Mildly Non-linear Codes.

 

 A non-technical abstract.

 In many situations, transmitted data is messed up a little bit by "noise."

 Examples:

1) Cell phone transmission can degrade when the transmitted signal is weak or corrupted by nearby electrical devices or other radio signals.

2) Data read into computer live memory from a hard disk or floppy disk may be imperfect due to slight flaws in the disk (as there almost always are).

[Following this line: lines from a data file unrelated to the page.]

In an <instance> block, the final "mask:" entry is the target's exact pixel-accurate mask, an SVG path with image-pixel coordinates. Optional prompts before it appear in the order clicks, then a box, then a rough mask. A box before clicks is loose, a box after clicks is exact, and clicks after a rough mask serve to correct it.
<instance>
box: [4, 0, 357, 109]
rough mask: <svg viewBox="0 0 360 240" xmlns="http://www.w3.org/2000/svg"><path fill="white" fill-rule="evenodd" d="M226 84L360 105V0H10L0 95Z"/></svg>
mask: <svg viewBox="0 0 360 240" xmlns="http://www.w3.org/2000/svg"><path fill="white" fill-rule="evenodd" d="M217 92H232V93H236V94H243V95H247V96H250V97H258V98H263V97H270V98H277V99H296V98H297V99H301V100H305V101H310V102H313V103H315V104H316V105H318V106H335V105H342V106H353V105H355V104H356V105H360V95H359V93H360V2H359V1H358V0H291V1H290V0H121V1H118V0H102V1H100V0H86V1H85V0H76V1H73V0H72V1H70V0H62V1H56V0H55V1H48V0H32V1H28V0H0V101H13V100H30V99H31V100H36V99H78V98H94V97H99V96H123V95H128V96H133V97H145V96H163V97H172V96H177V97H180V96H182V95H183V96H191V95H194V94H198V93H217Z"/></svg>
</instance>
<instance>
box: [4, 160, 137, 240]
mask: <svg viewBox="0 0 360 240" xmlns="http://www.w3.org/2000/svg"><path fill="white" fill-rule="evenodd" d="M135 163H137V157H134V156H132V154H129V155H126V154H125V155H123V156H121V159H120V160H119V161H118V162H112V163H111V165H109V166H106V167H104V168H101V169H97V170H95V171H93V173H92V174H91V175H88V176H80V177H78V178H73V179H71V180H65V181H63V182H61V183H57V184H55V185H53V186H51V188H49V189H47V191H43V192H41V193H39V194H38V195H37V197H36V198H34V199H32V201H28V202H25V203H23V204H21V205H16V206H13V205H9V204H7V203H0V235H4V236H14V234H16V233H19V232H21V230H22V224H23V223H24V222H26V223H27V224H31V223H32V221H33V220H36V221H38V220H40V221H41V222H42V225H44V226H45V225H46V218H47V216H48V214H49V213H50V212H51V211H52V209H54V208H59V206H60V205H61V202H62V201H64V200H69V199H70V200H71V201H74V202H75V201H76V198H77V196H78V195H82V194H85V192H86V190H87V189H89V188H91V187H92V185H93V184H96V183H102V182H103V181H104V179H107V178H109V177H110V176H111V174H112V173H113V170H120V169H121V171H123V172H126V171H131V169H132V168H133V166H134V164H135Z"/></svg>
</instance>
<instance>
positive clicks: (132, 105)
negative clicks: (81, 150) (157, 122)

3) Phone lines are by nature imperfect; very fast digital transmission over a phone line can easily be corrupted.

 

One imagines a transmission as consisting of a sequence of "packets." In a "coded transmission," the packet X is transmitted along with a "check packet" Y, uniquely determined by X, containing redundant information that will help recover X even if part of the combined packet X,Y is corrupted. The simplest way to do this is for Y simply to be a number of copies of X -- in other words, you transmit X several times. This "please say that again" technique turns out to be very inefficient. For example, suppose that X is sent three times (so Y is two copies of X), and that about 1% of the data sent is corrupted (a fairly large but not unknown level of noise), then roughly one-tenth of one percent of errors will not be corrected. This sounds like a small number of errors until we remember that something like one million packets transmitted is typical. The result would be around 1000 surviving errors. By contrast, a well-designed code in which Y is the same size as X (not equal to X), can clean out the 1% errors in one million packet transmissions with virtual certainty.

 

One of the tasks of coding theory is to build very efficient codes: small check packets and very good error correction. Of course, these goals compete against each other to some extent.

 

Four years ago, a group at the Cambridge University led by a guy named McKay began experimenting with "randomly generated linear codes." A linear code describes a particularly simple method of generating the check packets; so simple, that when Gallager originally discovered them in the early 1960's, it was thought that they couldn't be very good. Linear codes that were constructed systematically turned out, indeed, to be poor. A linear code is determined by a large table of 0's and 1's (a "binary matrix"); a typical size for such a table is 5000 by 10000 or so. McKay discovered techniques for filling in the table by "random" choices -- there are many constraints on the table, and so you don't just flip a coin for each entry, nonetheless, large tracts in the table are chosen randomly. McKay's codes performed at nearly optimal levels, engendering a great deal of interest in them. I heard a talk by McKay on this and I spoke with him last summer at the U. of Minn.

 

I worked last summer on variations of McKay's techniques; a student of mine worked on this too and he found his own variations. I found several alternative methods that employ randomness to construct linear codes. In order to test my codes, I needed to perform a rather complicated calculation that approximates the likelihood that the code will correct an error. In the course of trying to adapt the general formulas to my specific situation, I noticed a similarity between the formulas and some other formulas that come from the analysis of signal frequencies. I saw how to restate the entire theory of these formulas in a new way that is much easier to deal with. When I did this, I realized that small modifications of the linear codes would, in general, improve the correction of errors. The "modified codes" are not linear codes, but they are very close to being linear codes, and so I called them "mildly non-linear." These codes are the subject of ongoing projects.